Vodafone, the third biggest company in the FTSE 100,
fell 5.8 percent after U.S. mobile operator AT&T said it
was not planning to take over the British-listed firm, thus
putting an end to months of speculation.
Vodafone had seemed good value for takeover by AT&T, Gerard
Lane, equity strategist at Shore Capital, said, once its
disposal of its stake in Verizon Wireless had gone through.
"We'd had comments attributed to AT&T suggesting that
Vodafone was being looked at. The non-Verizon element of
Vodafone looks undervalued on a EBITDA basis, so people could
justify a potential AT&T take-out on a higher premium than the
ex-Verizon Vodafone was trading on," Lane said.
"Now that's been kiboshed, it's understandable why investors
have reacted as they have."
That drop alone took 25 points off the British blue-chip
index, while BG Group contributed another 24 points to the drop.
Its shares fell 14.7 percent - on track for their worst day
since 1987 - after the company warned that production this year
and next would fall short of expectations, calling its guidance
for 2014 "disappointing" due to ongoing problems in Egypt.

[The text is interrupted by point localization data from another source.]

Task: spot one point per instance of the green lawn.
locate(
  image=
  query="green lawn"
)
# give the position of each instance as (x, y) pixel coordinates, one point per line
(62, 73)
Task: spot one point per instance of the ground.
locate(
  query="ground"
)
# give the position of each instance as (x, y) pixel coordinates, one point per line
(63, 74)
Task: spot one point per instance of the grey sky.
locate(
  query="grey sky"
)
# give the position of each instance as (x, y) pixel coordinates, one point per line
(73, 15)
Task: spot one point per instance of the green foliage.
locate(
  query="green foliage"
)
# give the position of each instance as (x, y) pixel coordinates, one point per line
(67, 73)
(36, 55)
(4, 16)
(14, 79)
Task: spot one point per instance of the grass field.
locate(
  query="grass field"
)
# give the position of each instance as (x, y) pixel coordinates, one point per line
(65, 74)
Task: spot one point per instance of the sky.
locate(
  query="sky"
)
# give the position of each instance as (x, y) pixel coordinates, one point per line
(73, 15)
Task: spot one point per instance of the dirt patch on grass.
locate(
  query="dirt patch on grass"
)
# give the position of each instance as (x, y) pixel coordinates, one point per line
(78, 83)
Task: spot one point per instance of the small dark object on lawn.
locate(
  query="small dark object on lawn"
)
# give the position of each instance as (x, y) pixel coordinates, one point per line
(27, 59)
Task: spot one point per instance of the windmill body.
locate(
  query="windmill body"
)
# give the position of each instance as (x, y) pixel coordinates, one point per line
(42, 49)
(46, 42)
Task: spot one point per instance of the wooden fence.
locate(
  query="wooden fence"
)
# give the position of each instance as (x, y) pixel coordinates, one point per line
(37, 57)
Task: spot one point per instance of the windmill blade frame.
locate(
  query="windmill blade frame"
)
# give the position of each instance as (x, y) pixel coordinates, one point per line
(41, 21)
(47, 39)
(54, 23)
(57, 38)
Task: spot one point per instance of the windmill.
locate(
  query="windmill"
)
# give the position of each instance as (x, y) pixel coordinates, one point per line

The FTSE 100 was down 94.49 points, or 1.4 percent at
6,569.25 points by 1158 GMT, following on from a 2.4
percent fall last week.
The drop in the FTSE took the index down to fresh 5-week
lows, and past technical support at the 100-day moving average.
Weakness in recent sessions has been triggered by turmoil in
emerging markets, which has knocked stocks around the globe,
with fears that developed market earnings could be impacted by
weakness in EM currencies.
"The question is whether the demand from developed market
economies is going to outweigh a currency impacted revenue line,
and I expect it probably won't," Shore Capital's Lane said.
The steepness of the sell-off has seen the index drop from
technically overbought conditions, according to the 7-day
relative strength indicator (RSI), into oversold territory in
less than a week.
The index bounced off lows at the 200-day moving average
around 6,555.65 points, which was highlighted by Clive Lambert,
an analyst at Futures Techs, as a key support area.
However, technical charts suggest there is scope for future
weakness, given that the selloff started when the index was less
than 10 points away from the May 2013 high, and less than 100
points from all-time peaks.
"The fact that we failed at such a key resistance level and
then saw a significant pullback from there, that has to make you
think that there could be more downside to come," Lambert said.